Section Ethics Spotlight: Representation in Data

As we plan our data investigations, it’s crucial to consider who is represented in our data and who might be missing or underrepresented.
Key ethical considerations regarding representation include:
  • Selection bias: Does our data systematically exclude certain groups?
  • Sampling fairness: Does our sample adequately represent diverse populations?
  • Historical exclusion: Are we working with data that reflects historical patterns of exclusion?
  • Appropriate categorization: Do our categories respect how people identify themselves?
  • Contextual interpretation: Are we considering social and historical context when interpreting group differences?

Example 48. Representation in Community Health Data.

In our Community Health dataset, we might need to consider:
  • Whether health surveys reached residents who don’t speak English
  • If environmental monitoring stations are distributed equitably across neighborhoods
  • Whether certain communities have historically been excluded from public health research
  • If the neighborhood boundaries used in our analysis reflect meaningful community divisions
  • How to interpret health disparities without reinforcing harmful stereotypes

Checkpoint 49. Data Representation Scenarios.

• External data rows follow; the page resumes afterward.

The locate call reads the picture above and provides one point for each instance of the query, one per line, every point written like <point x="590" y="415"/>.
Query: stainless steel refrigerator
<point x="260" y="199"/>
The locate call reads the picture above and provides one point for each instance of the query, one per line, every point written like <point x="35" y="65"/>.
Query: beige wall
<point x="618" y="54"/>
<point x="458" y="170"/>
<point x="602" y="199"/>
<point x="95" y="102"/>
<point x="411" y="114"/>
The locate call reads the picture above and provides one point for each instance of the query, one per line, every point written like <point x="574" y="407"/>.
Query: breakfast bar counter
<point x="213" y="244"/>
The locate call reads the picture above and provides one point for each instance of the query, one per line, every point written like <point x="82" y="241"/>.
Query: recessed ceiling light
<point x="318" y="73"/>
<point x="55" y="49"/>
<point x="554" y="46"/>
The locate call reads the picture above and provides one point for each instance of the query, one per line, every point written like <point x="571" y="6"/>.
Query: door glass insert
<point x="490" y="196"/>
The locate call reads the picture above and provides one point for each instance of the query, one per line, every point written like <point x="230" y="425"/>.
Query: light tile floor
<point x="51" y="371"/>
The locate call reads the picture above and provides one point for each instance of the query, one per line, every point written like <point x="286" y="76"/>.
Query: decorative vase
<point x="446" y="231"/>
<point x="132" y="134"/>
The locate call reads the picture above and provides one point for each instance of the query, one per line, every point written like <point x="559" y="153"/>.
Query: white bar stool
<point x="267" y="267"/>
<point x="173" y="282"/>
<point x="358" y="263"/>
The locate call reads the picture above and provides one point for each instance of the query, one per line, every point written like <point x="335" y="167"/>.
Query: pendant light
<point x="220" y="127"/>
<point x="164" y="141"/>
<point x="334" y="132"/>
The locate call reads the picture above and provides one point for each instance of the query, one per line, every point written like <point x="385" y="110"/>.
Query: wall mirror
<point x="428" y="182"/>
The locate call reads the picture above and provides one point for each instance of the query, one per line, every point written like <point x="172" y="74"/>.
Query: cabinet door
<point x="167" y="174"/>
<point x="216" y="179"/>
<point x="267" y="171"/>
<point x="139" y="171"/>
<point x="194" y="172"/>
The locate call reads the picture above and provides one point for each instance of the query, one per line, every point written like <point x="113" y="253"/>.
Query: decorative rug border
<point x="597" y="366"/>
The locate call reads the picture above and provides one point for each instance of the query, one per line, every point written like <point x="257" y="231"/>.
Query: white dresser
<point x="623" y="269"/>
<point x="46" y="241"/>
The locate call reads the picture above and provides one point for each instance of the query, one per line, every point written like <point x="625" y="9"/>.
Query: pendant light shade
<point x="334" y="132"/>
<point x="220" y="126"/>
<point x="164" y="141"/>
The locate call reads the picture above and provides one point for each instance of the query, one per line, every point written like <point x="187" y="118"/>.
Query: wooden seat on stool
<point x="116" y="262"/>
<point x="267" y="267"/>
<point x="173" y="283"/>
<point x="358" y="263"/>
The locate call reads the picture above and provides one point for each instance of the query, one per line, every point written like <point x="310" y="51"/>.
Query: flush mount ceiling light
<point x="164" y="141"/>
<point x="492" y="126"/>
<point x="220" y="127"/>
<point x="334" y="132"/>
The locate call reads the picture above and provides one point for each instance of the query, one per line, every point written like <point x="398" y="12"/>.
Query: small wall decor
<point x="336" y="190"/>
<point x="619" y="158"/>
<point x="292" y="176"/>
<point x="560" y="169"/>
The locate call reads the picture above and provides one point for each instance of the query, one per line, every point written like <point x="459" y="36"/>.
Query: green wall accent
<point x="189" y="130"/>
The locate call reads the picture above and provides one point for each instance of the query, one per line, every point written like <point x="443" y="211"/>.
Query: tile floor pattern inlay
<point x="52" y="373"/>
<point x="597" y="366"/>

For each scenario, identify the primary ethical concern related to representation in data.
Scenario 1: A city collects feedback about public services through an online survey that requires a smartphone and internet access.
What is the primary ethical concern in this scenario?
  • a. Selection bias
  • b. Privacy violation
  • c. Inappropriate categorization
  • d. Excessive data collection
Scenario 2: A medical research study examines health outcomes using patient data from university hospitals in affluent neighborhoods.
What is the primary ethical concern in this scenario?
  • a. Inappropriate categorization
  • b. Sampling fairness
  • c. Data security
  • d. Transparency
Hint.
Consider who might be included or excluded from each data collection approach, and how that might affect the conclusions drawn from the data.
Answer 1.
\(\text{a}\)
Answer 2.
\(\text{b}\)
Solution.
Scenario 1: The primary ethical concern is Selection bias.
This method systematically excludes residents without smartphones or internet access, creating selection bias that likely underrepresents lower-income or elderly populations.
Scenario 2: The primary ethical concern is Sampling fairness.
The sample is biased toward patients who have access to university hospitals in affluent areas, potentially missing health patterns in underserved communities.

Activity 14. Evaluating Representation in Your Dataset.

In this activity, you’ll critically examine representation issues in your chosen dataset.

(a)

Identify at least three ways in which your dataset might not fully represent the population you’re interested in studying.

(b)

Consider how these representation issues might affect the conclusions you can draw from your analysis.

(c)

Propose at least two strategies for acknowledging or addressing these representation issues in your investigation.